Marketers in finance need the right data in order to run good campaigns, make the right decisions, and create effective marketing strategies.
Data takes many forms including campaign analytics figures, digital engagement data, survey responses, and data gathered across all digital channels. People’s views on data quality can often be in disagreement, even when discussing the same set of data used for the same purpose. There are many definitions of data quality, but data is generally considered high quality if it is “fit for [its] intended uses in operations, decision making and planning”. Ultimately, data quality refers to the state of qualitative or quantitative pieces of information.

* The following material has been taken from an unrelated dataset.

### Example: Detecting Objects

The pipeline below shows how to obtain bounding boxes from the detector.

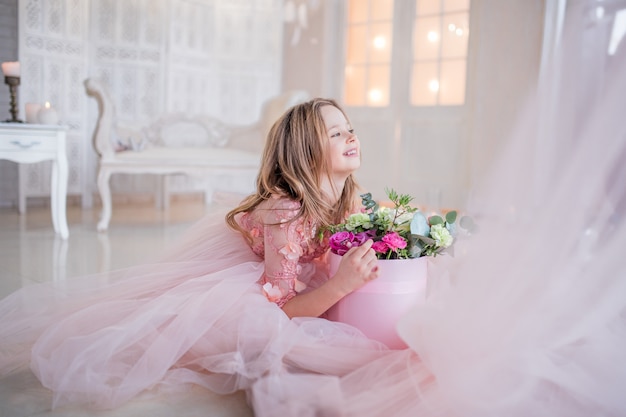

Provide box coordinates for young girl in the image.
[0,99,394,408]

What does good quality look like?
Good quality data is data that is fit for purpose. That means the data needs to be good enough to support the outcomes it is being used for. Data values should be right, but there are other factors that help ensure data meets the needs of its users.
Quality of data content
Having good quality data does not mean every value must be perfect; good quality will be different for different data sets. Quality can be measured using six dimensions: completeness, uniqueness, consistency, timeliness, validity and accuracy. Different data uses will need different combinations of these dimensions; there are no universal criteria for good quality data. It is important to actively manage quality, and work to improve poor quality.
Quality of data processes
Having good quality data is a great start but it needs to be maintained. When data is moved or changed there is a chance for quality problems to be introduced. Automating manual data processes together with robust validation rules can prevent errors and improve consistency. Documenting the processes used in your data’s journey improves the organisation’s understanding and helps to ensure consistency when handling the data.
Quality of data sets
If we start with values that are right, and process them well, we also need to ensure that the data we collate, package and share as a data set is good quality. Providing data in an agreed format or specification ensures consistency and makes it easier for users to process and analyse further. All datasets should have metadata – information about the data that helps people understand what it is (and is not!).
Quality of analysis
Having the right data values, good processes and well created datasets gives us the best foundations for analysis. Continuing quality assurance throughout the analytical process helps ensure quality analysis. When analysis needs to be delivered under significant time constraints, it may not be possible to carry out full quality assurance checks.
Drilling down further, those expectations, specifications, and requirements are stated in terms of characteristics or dimensions of the data, such as:
- accessibility or availability
- accuracy or correctness
- completeness or comprehensiveness
- consistency, coherence, or clarity
- credibility, reliability, or reputation
- relevance, pertinence, or usefulness
- timeliness or latency
- validity or reasonableness
In practice, data quality is a concern for marketing professionals as people’s personal data changes on a regular basis from change of jobs and email addresses to their own communication preferences.